Reputation: 24759
[[{"date":"January 2004"},true,false,100,null,null,true],[{"date":"February 2004"},false,false,99,null,null,true]]
I have a long string of data that came from a javascript file, like the above. Is there a short cut or library that would parse this into the appropriate data types?
As you can see, it's a list of lists that contain dictionaries, Boolean values, integers and null values.
I mean, I could do this by hand but I don't think I could do it very quickly or efficiently. There must be a better method.
Upvotes: 2
Views: 425
Reputation: 76765
I suggest you take a look at PyParsing.
http://pyparsing.wikispaces.com/
You could also take a look at the Python "scanf" library.
If you needed to solve this problem just using Python built-ins, I would recommend using a regular expression with capture groups.
EDIT: Hmm, I took another look at this. You did say it was from JavaScript... this looks to me like a legal JSON array. I tried using the json
module (specifically, the method function json.loads()
) but I couldn't get it to parse.
But! Python syntax is close to JavaScript syntax. Replace a few things and eval()
can parse this, or ast.literal_eval()
. We need to replace true
with True
, false
with False
, and null
with None
before ast.literal_eval()
will accept it.
import ast
s = '[[{"date":"January 2004"},True,False,100,null,null,true],[{"date":"February 2004"},False,False,99,null,null,true]]'
s1 = s.replace("true","True").replace("false","False").replace("null","None")
x = ast.literal_eval(s1)
print(x)
The above will print:
[[{'date': 'January 2004'}, True, False, 100, None, None, True], [{'date': 'February 2004'}, False, False, 99, None, None, True]]
Originally I showed defining variables (like true = True
) and using eval()
to parse this, but of course eval()
is a potential security hole; so if you need to parse text that might come from a web page or any other untrusted source, it's worth the small amount of effort to import ast
and use ast.literal_eval()
instead.
EDIT: Okay, the json
module can parse this; the problem was the use of True
instead of true
and False
instead of false
. Just use the str.replace()
method function to fix those, and then json.loads()
can parse this.
I was just about to post a code fragment with the .replace()

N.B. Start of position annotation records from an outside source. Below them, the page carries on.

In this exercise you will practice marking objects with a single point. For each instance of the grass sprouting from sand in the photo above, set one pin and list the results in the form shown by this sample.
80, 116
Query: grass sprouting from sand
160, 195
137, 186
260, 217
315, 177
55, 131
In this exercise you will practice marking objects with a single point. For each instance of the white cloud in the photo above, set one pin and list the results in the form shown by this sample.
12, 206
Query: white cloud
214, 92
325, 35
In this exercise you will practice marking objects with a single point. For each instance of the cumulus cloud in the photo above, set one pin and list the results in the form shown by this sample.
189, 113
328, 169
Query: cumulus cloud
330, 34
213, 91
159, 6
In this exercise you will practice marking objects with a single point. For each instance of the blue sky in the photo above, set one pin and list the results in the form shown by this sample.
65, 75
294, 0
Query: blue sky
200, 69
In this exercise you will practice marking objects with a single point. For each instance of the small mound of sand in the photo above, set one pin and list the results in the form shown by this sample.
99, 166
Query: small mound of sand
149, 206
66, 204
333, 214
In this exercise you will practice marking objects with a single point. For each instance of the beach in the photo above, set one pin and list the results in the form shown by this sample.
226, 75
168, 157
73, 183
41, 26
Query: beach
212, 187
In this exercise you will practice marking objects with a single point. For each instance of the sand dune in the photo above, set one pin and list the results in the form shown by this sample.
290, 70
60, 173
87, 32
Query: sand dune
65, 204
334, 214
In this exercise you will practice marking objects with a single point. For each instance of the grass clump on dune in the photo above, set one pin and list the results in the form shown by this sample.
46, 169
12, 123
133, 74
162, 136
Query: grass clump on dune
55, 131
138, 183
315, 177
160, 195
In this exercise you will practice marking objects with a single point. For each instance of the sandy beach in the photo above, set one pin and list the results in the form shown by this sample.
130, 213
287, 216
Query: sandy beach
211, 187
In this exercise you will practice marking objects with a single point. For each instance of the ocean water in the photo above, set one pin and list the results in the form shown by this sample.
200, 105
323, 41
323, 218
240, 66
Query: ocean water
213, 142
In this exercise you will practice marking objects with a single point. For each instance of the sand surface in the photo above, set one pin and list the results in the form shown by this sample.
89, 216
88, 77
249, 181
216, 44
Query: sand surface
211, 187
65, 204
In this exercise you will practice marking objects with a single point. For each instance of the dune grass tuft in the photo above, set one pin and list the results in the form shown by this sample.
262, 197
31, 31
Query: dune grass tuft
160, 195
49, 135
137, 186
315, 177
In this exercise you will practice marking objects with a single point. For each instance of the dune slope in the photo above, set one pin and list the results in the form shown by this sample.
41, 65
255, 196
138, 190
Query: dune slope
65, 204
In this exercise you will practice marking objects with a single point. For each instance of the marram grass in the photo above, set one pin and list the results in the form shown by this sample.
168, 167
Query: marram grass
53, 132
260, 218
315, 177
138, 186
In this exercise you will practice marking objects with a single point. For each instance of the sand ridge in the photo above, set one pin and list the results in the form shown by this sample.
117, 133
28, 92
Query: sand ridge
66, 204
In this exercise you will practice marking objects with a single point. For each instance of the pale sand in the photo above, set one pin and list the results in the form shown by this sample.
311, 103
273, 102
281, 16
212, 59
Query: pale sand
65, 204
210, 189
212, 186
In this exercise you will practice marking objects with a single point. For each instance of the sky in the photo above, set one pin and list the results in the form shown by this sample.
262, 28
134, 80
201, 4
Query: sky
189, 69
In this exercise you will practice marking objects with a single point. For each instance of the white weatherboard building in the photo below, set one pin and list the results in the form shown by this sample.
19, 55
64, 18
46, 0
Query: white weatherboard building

method calls, when the question got updated again, and the capitalized True
and False
became ordinary legal JSON ones.
So my final answer:
s = '[[{"date":"January 2004"},true,false,100,null,null,true],[{"date":"February 2004"},false,false,99,null,null,true]]'
import json
x = json.loads(s)
print(x)
prints:
[[{u'date': u'January 2004'}, True, False, 100, None, None, True], [{u'date': u'February 2004'}, False, False, 99, None, None, True]]
Upvotes: 2
Reputation: 25974
That's pretty close to valid JSON. The only invalid thing is that False
should be false
and True
should be true
. That could be a transcription error (...yep)
Use json
:
import json
x = '[[{"date":"January 2004"},true,false,100,null,null,true],[{"date":"February 2004"},false,false,99,null,null,true]]'
json.loads(x)
Out[20]:
[[{'date': 'January 2004'}, True, False, 100, None, None, True],
[{'date': 'February 2004'}, False, False, 99, None, None, True]]
Upvotes: 5